“I signed a Restraint of Trade. Now I want to quit my job. Is the restraint of trade legal?” This question is regularly asked by employees – generally around the time that the employee decides to look for other employment. Sometimes the question is only asked after the employee has taken up a position at another company – often the competitor. And then they get a fright when suddenly faced with legal action based on a restraint they had forgotten that they had even signed.
The general rule of thumb is: Restraint of Trade Agreements are indeed valid. Unless a court determines otherwise. A court will declare a restraint of trade to be invalid if it finds the restraint to be against public policy, which renders the document unreasonable and unenforceable. The obligation of proving that the restraint is against public policy and unreasonable falls on the (ex-)employee.

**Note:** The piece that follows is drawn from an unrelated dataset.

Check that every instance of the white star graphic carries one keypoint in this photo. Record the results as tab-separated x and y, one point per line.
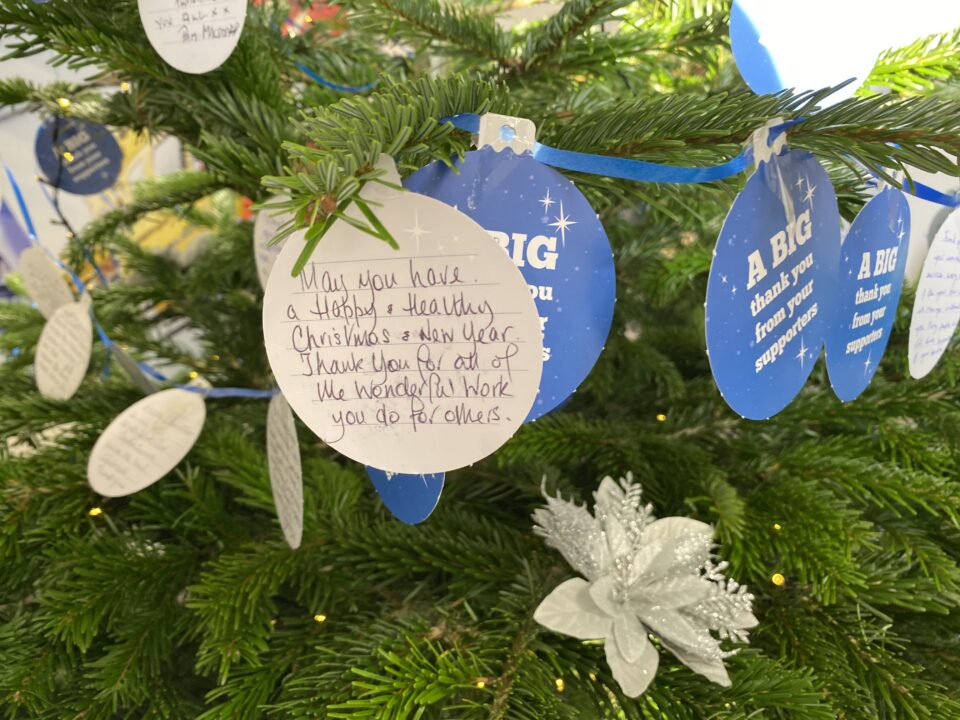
547	201
417	231
562	223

The South African Appellate Division (as it was then known) set out a test to determine the reasonableness of a restraint in the 1993 case of Basson v Chilwan. The questions to be asked are:
- Does the employer have an interest that is worthy of protection after the termination of employment?
- If so, does the employee threaten that interest?
- Does the employer’s interest outweigh the employee’s interest (the employee’s interest being the right to be economically active and productive)?
- Is there any aspect of public policy, having nothing to do with the relationship between the parties, that requires the restraint to be maintained or rejected?
Only if the employee’s interests outweigh those of the employer’s would the restraint be regarded as unreasonable and unenforceable.
The next question, of course, is “what is an interest that is worthy of protection?” Proprietary interests that the court considers worthy of protection include:
- Confidential information: this is company information that is not in the public domain, is capable of application in the industry, is not generally known by people, and has economic value to the employer.
- Trade connections: being the employer’s relationships with customers, prospective customers and suppliers. In particular, the court will consider whether the employee has built up a relationship with the customer / supplier of a nature that, when s/he leaves the company, s/he is able to influence the customer / supplier to follow them to their new employment.
A reasonable restraint of trade is one that is drafted to protect the employer’s protectable proprietary interests. The restraint cannot be more stringent than is necessary to protect these proprietary interests. And it will only be enforced if the court believes that the confidential knowledge gained is sufficiently important, or the relationship that the employee has built up with trade connections is sufficiently strong to cause damage to the employer.
So, employers, the message is clear: be reasonable in drafting your Restraints of Trade.
Please note that this information is supplied for general information and does not constitute legal advice. It is advisable for you to contact a legal practitioner for guidance in respect of your unique requirements.